First, turn on optimization. Secondly, subtleties matter. Your C code is definitely not 'basically the same'.
Here is equivalent C code:
sinary2.c:
#include <math.h>
#include <stdlib.h>
float *sin_array(const float *input, size_t elements)
{
int i = 0;
float *output = malloc(sizeof(float) * elements);
for (i = 0; i < elements; ++i) {
output[i] = sin(input[i]);
}
return output;
}
sinary.c:
#include <math.h>
#include <stdlib.h>
extern float *sin_array(const float *input, size_t elements)
int main(void)
{
int i;
int nbr_values = 8192;
int n_iter = 100000;
float *x = malloc(sizeof(float) * nbr_values);
for (i = 0; i < nbr_values; ++i) {
x[i] = 1;
}
for (i=0; i<n_iter; i++) {
float *newary = sin_array(x, nbr_values);
free(x);
x = newary;
}
return 0;
}
Results:
$ time python foo.py
real 0m5.986s
user 0m5.783s
sys 0m0.050s
$ gcc -O3 -ffast-math sinary.c sinary2.c -lm
$ time ./a.out
real 0m5.204s
user 0m4.995s
sys 0m0.208s
The reason the program has to be split in two is to fool the optimizer a bit. Otherwise it will realize that the whole loop has no effect at all and optimize it out. Putting things in two files doesn't give the compiler visibility into the possible side-effects of sin_array
when it's compiling main
and so it has to assume that it actually has some and repeatedly call it.

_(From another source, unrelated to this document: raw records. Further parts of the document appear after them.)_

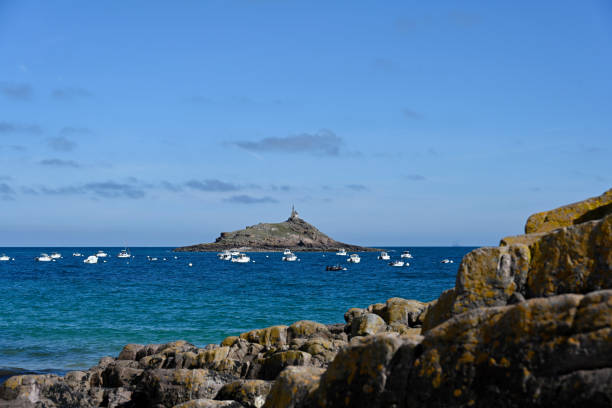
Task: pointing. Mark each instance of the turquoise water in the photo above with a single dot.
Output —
(65, 315)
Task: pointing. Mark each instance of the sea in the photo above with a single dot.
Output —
(65, 315)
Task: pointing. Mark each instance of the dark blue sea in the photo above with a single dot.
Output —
(65, 315)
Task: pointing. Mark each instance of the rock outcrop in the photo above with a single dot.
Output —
(294, 234)
(528, 324)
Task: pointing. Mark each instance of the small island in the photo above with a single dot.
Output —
(294, 234)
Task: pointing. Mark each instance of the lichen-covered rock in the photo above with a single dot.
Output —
(274, 364)
(398, 310)
(358, 374)
(572, 214)
(169, 387)
(294, 387)
(518, 355)
(440, 310)
(208, 403)
(576, 259)
(307, 329)
(366, 324)
(275, 336)
(249, 393)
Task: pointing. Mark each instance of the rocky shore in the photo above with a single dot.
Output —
(528, 324)
(294, 234)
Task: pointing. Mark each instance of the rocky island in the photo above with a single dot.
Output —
(528, 324)
(294, 234)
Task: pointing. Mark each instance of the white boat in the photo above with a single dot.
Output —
(225, 255)
(406, 254)
(354, 258)
(241, 258)
(290, 257)
(91, 259)
(384, 256)
(43, 258)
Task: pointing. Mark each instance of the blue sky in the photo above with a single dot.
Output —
(151, 123)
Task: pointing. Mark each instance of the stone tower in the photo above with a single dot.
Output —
(294, 214)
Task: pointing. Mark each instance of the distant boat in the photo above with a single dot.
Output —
(225, 255)
(335, 268)
(406, 254)
(354, 258)
(91, 259)
(43, 258)
(241, 258)
(290, 257)
(384, 256)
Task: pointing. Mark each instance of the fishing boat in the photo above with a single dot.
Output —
(354, 258)
(241, 258)
(384, 256)
(91, 259)
(43, 258)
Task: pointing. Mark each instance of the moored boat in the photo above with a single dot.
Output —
(91, 259)
(384, 256)
(241, 258)
(354, 258)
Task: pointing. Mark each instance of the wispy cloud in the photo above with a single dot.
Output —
(211, 185)
(12, 127)
(61, 144)
(410, 114)
(356, 187)
(105, 189)
(6, 192)
(75, 131)
(69, 94)
(323, 143)
(246, 199)
(59, 163)
(415, 177)
(17, 92)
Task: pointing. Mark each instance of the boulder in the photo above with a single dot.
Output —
(294, 387)
(275, 336)
(249, 393)
(576, 259)
(170, 387)
(572, 214)
(208, 403)
(308, 329)
(358, 374)
(520, 355)
(367, 324)
(275, 363)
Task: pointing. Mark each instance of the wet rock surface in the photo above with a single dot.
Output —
(528, 324)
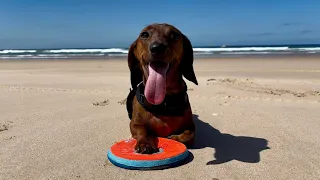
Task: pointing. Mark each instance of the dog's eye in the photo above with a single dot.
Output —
(144, 35)
(175, 36)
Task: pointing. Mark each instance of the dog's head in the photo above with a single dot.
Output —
(159, 56)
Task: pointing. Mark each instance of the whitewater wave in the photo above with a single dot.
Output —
(241, 49)
(9, 51)
(309, 49)
(111, 50)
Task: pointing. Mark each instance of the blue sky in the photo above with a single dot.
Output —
(107, 23)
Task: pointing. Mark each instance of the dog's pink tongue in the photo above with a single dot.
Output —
(155, 89)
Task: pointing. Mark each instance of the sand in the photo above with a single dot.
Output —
(257, 118)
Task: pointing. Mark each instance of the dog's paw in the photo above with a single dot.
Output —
(146, 146)
(174, 137)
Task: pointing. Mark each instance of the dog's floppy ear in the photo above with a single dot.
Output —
(133, 63)
(187, 61)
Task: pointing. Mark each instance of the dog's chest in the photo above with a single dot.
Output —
(161, 127)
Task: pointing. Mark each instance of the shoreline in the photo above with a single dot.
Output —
(260, 114)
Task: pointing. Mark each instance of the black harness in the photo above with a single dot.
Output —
(172, 105)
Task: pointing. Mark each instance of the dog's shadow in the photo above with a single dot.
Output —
(227, 147)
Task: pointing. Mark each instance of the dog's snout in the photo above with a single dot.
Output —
(158, 48)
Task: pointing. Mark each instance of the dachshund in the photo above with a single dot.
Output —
(158, 103)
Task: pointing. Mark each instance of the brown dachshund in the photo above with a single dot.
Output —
(158, 104)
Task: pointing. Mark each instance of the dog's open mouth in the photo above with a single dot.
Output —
(155, 89)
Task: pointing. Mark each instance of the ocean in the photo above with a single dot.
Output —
(225, 51)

Your original program is not at all equivalent for several reasons. One is that you have nested loops in the C version and you don't in Python. Another is that you are working with arrays of values in the Python version and not in the C version. Another is that you are creating and discarding arrays in the Python version and not in the C version. And lastly you are using float
in the Python version and double
in the C version.
Simply calling the sin
function the appropriate number of times does not make for an equivalent test.
Also, the optimizer is a really big deal for C. Comparing C code on which the optimizer hasn't been used to anything else when you're wondering about a speed comparison is the wrong thing to do. Of course, you also need to be mindful. The C optimizer is very sophisticated and if you're testing something that really doesn't do anything, the C optimizer might well notice this fact and simply not do anything at all, resulting in a program that's ridiculously fast.